Tried to Sync huge directories tree, (100Mio files)

Hi,

i’m new here. I really like syncthing until the point i try to sync some huge directories trees. Than the sync scan and will never end, i waited for 2 week without success. During the sync scan i looked to the leveldb performance and this seams the root cause of this slow performance.

Did anybody tried this before? And have some hints where to look for optimisation

Or is there a different idea around to make this working. I would like to dig into it.

This questions should help a syncthing newby to get a direction.

thx in advance

meno

That’s a lot of files, and a long way outside the usual usage profile.

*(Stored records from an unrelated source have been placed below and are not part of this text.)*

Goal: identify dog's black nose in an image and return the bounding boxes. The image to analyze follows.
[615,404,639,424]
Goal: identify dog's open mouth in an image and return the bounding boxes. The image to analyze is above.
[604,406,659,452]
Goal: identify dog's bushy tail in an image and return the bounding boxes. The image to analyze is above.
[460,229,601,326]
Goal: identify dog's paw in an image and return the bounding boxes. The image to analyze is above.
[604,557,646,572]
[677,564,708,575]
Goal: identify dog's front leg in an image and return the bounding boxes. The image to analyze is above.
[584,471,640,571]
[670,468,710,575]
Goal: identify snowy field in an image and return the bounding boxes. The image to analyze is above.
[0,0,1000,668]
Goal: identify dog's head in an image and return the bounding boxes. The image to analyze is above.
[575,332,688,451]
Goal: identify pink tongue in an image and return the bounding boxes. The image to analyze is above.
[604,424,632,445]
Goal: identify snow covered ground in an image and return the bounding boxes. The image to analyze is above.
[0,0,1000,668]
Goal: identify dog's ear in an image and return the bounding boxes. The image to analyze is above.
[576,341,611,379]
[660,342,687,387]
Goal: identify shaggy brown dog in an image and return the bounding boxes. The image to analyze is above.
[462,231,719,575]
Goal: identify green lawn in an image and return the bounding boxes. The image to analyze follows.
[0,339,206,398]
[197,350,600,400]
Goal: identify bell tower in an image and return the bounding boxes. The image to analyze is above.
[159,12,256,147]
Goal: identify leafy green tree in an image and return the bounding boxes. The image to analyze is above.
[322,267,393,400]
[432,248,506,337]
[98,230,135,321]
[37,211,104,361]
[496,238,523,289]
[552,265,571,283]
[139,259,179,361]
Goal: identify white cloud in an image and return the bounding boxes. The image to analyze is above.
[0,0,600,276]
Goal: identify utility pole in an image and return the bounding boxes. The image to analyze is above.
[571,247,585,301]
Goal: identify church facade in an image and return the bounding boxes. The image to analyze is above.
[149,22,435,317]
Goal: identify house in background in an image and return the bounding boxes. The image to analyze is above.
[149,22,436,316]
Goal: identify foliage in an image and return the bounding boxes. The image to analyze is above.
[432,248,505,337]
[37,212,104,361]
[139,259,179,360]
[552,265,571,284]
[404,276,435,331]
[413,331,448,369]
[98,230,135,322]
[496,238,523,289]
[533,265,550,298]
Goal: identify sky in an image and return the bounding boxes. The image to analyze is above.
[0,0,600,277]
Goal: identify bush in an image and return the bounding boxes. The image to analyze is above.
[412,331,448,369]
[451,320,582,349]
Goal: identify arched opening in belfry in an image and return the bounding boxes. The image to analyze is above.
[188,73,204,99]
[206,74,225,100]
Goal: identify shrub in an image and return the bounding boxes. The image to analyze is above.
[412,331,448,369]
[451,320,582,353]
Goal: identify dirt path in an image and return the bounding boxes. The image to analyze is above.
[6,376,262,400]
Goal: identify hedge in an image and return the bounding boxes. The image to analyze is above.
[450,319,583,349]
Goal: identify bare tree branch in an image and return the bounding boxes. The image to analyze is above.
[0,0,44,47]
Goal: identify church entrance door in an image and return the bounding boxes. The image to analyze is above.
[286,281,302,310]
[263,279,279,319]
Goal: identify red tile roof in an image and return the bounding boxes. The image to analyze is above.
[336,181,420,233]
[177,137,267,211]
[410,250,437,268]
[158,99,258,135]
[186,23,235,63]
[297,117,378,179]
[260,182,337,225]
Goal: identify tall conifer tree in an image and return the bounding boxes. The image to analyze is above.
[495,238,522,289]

My guess is that you might be the first, and that there are a lot of optimizations in the opposite direction of your use case.

There are people that have 30m files according to https://data.syncthing.net, but yes, overhead per file is large, so 100m files might take ages. You should make sure the db is on an ssd, and potentially the files themselves. Also, there is scan progress indicators which you might want to disable with that many files in advanced settings which might speed it up, as building a list of files to indicate progress is a lot of work in this case.

There might be some nonlinear scaling going on somewhere. In addition to what Audrius says I’ve done a few tests with 5-10 million files, and scans (initial, with hashing) complete in a few hours on my rather standard iMac. But having the database on fast storage is quite essential I’m sure.

@fastandfearless Profile, and we might be able to offer hints beyond the obvious.

2 Likes

I tried to sync over a milion of small files on my Asus Eee PC. Syncthing cannot handle it. Mybe ST should merge small files in some virtual “superfiles”?

Please explain what you mean by this. Does Syncthing run out of memory? Does it crash? Or is it just slow? Also please post specs of your hardware.

Scanning never ends. ASUS Eee PC 1021. Intel Atom Z520, 2GB RAM, Hdd.

Yeah… So that’s a shitload of files on very underpowered hardware.

And definitely make sure you don’t run with the default 60s rescan interval, or it will indeed spend 24/7 scanning as there is no chance file metadata and database fit in the cache.

as suggested, please set the rescan interval to a longer period, e.g. 1209600 (= 14 days). Also make sure you have the file watcher disabled and then start the scan. Please wait for the initial scan to finish before you lower the settings.

I run 3 million files/folders on an Athlon 240e and 2 GB RAM without any problems.